I would think that an online refresher would be a little bit risky b/c you want some of the practical experience that goes along with the refresher.


----------



## akflightmedic (Jul 21, 2008)

Risky how?

I hope you would already be well established in the basic practical skills as those have not changed that significantly. 

Hopefully you are actively participating in EMS or EMS training and the refresher is a simple overview and not your sole source of new information or the only time you actually do "practical skills".


----------



## bstone (Jul 21, 2008)

I just found these folks

http://critical-knowledge.org/ems/index.html

They have an interesting program. First, it's not online- it's worksheets and a booklet. Also, they have you come in for 8 hours of practical. Interesting how they get around the "online" issue. I'd prefer to do online. Oh well.


----------



## akflightmedic (Jul 21, 2008)

The one I listed is very inexpensive and requires no hands on, so it is about as close to "online" as you will get. You want more info, PM me.


----------



## KEVD18 (Jul 21, 2008)

gee, the nr has only every asked me for the certificate from the school that i did my refresher with. since that cert doesnt say anything about online or live i guess the nr cant touch it.
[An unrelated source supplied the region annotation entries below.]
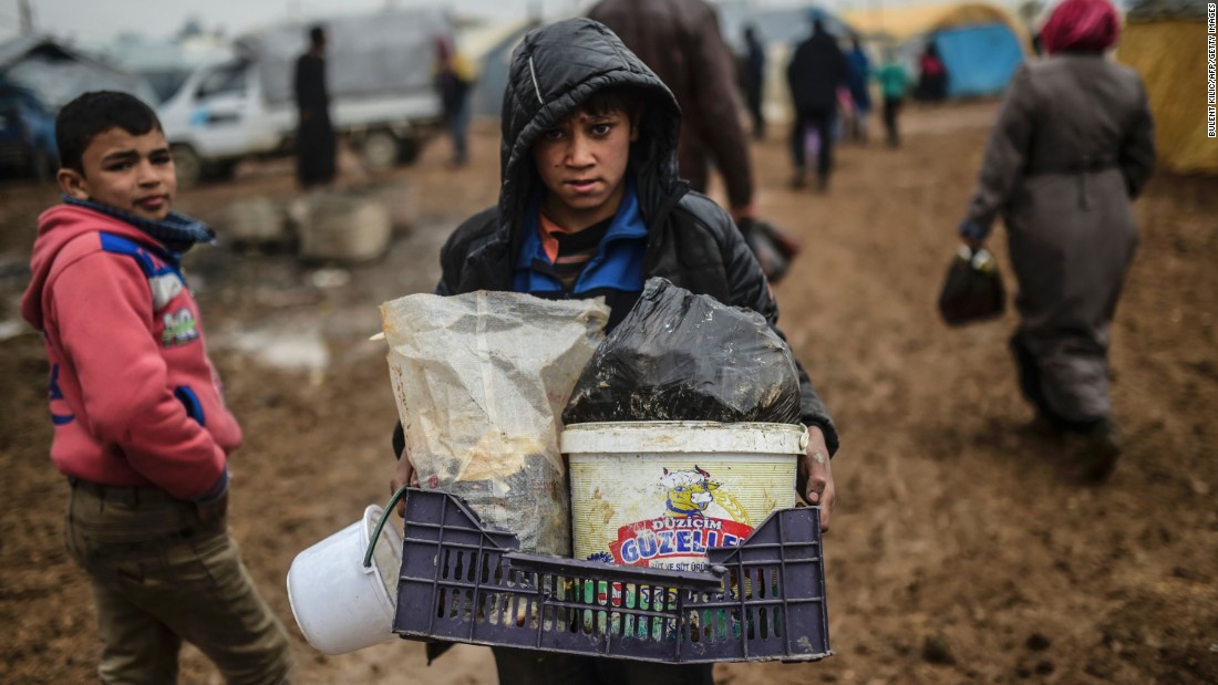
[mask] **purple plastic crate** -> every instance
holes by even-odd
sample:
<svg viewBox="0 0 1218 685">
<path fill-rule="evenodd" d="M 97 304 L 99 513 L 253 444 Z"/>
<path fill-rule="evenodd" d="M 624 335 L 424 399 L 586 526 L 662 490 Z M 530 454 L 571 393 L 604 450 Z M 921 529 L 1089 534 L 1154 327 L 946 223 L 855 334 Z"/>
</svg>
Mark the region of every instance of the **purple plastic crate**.
<svg viewBox="0 0 1218 685">
<path fill-rule="evenodd" d="M 410 489 L 393 631 L 664 663 L 831 656 L 820 511 L 776 511 L 711 573 L 525 555 L 459 499 Z"/>
</svg>

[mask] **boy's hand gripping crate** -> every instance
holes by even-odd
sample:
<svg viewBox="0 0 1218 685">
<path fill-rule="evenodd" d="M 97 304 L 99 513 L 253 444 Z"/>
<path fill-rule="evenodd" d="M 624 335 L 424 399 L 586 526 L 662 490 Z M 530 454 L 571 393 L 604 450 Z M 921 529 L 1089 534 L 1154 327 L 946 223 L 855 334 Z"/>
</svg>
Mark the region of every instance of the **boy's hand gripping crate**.
<svg viewBox="0 0 1218 685">
<path fill-rule="evenodd" d="M 516 552 L 460 500 L 410 489 L 393 631 L 664 663 L 831 656 L 820 511 L 776 511 L 711 573 Z"/>
</svg>

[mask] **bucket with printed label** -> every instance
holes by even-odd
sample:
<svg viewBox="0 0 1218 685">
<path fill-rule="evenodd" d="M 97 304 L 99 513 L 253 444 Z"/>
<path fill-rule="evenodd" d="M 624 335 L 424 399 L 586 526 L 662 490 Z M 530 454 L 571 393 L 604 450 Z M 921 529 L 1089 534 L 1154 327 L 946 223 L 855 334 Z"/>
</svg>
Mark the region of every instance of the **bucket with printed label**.
<svg viewBox="0 0 1218 685">
<path fill-rule="evenodd" d="M 795 505 L 808 429 L 788 423 L 577 423 L 561 436 L 575 558 L 704 571 Z"/>
</svg>

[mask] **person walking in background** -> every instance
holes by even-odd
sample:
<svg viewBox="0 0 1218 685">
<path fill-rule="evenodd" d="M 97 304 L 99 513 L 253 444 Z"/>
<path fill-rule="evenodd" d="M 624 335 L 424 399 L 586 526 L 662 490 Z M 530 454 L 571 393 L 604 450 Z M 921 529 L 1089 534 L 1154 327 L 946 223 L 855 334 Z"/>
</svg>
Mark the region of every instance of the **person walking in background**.
<svg viewBox="0 0 1218 685">
<path fill-rule="evenodd" d="M 741 58 L 741 85 L 744 105 L 753 119 L 753 140 L 765 140 L 765 45 L 753 24 L 744 27 L 744 55 Z"/>
<path fill-rule="evenodd" d="M 50 361 L 50 456 L 93 590 L 99 680 L 177 683 L 189 641 L 228 683 L 287 683 L 287 633 L 228 533 L 241 427 L 181 275 L 216 234 L 172 212 L 173 158 L 144 102 L 86 92 L 55 136 L 63 203 L 39 218 L 21 311 Z"/>
<path fill-rule="evenodd" d="M 453 144 L 453 167 L 464 167 L 469 162 L 470 105 L 469 94 L 474 88 L 474 67 L 463 55 L 457 52 L 446 38 L 436 39 L 436 91 L 445 112 L 445 125 Z"/>
<path fill-rule="evenodd" d="M 939 57 L 934 40 L 926 44 L 918 57 L 918 80 L 914 99 L 918 102 L 943 102 L 948 97 L 948 67 Z"/>
<path fill-rule="evenodd" d="M 308 30 L 308 50 L 296 60 L 296 178 L 313 187 L 334 181 L 337 152 L 325 80 L 325 29 Z"/>
<path fill-rule="evenodd" d="M 828 187 L 833 169 L 833 122 L 838 88 L 849 85 L 849 64 L 837 39 L 825 30 L 825 21 L 812 15 L 812 34 L 795 47 L 787 66 L 787 84 L 795 106 L 790 152 L 795 167 L 792 187 L 806 185 L 809 135 L 816 136 L 816 174 L 821 190 Z"/>
<path fill-rule="evenodd" d="M 681 176 L 705 192 L 714 162 L 732 218 L 754 219 L 753 162 L 732 96 L 732 52 L 715 7 L 705 0 L 600 0 L 588 17 L 618 34 L 676 96 L 685 114 L 677 145 Z"/>
<path fill-rule="evenodd" d="M 1033 427 L 1079 436 L 1075 475 L 1096 482 L 1121 454 L 1108 346 L 1138 246 L 1130 201 L 1155 163 L 1141 78 L 1105 57 L 1119 29 L 1107 0 L 1054 10 L 1049 57 L 1011 82 L 959 229 L 977 249 L 1002 214 L 1019 286 L 1011 347 Z"/>
<path fill-rule="evenodd" d="M 899 147 L 901 134 L 896 119 L 900 117 L 901 105 L 904 105 L 905 94 L 909 91 L 910 77 L 892 47 L 885 47 L 883 55 L 883 63 L 875 78 L 879 82 L 879 94 L 884 99 L 884 130 L 888 134 L 888 146 Z"/>
<path fill-rule="evenodd" d="M 867 142 L 867 118 L 871 116 L 871 58 L 862 49 L 862 41 L 855 35 L 851 38 L 850 52 L 847 54 L 847 63 L 850 66 L 850 100 L 854 103 L 854 117 L 850 118 L 850 137 L 859 142 Z"/>
</svg>

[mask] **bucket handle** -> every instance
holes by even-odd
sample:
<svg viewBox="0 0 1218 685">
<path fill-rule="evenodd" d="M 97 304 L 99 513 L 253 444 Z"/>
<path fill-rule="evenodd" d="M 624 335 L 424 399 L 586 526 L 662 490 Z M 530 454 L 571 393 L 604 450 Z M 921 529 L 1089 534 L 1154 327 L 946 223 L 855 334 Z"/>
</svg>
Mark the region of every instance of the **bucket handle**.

the devils in the details R/r. you may be right in so far as the letter of the law, but in practical application, you are wrong.


----------



## wolverine (Jul 23, 2008)

*Nremt*

 Ok I let my National Cert expire couple of years back and now I am trying to get re certified, I am certified in NJ/NY and been working in the field for the last 8 or so years. I called NREMT and they told me, I need to take a refresher course:excl: Now why do I need a refresher for the national when I oh ready done it for the state, Any ideas? 
PS: Do those people ever make sense!!! :wacko:


----------



## Ridryder911 (Jul 23, 2008)

KEVD18 said:


> gee, the nr has only every asked me for the certificate from the school that i did my refresher with. since that cert doesnt say anything about online or live i guess the nr cant touch it.
> 
> the devils in the details R/r. you may be right in so far as the letter of the law, but in practical application, you are wrong.



Ever been audited by the NREMT? (they routinely random audit)... I have. They will contact your state or local authority and as well ask to see the outline and context of the refresher. Remember, refresher according to the NHTSA requires lab time for skill verification. 

If you want to take a gamble or chance, that is your right. Just remember though, when you sign the statement ....."all the above is true to the standards as set for"... they mean it. As well as though who signs the course authorization. I have personally seen revocation of the certification for non-compliance... it's your choice.

R/r 911


----------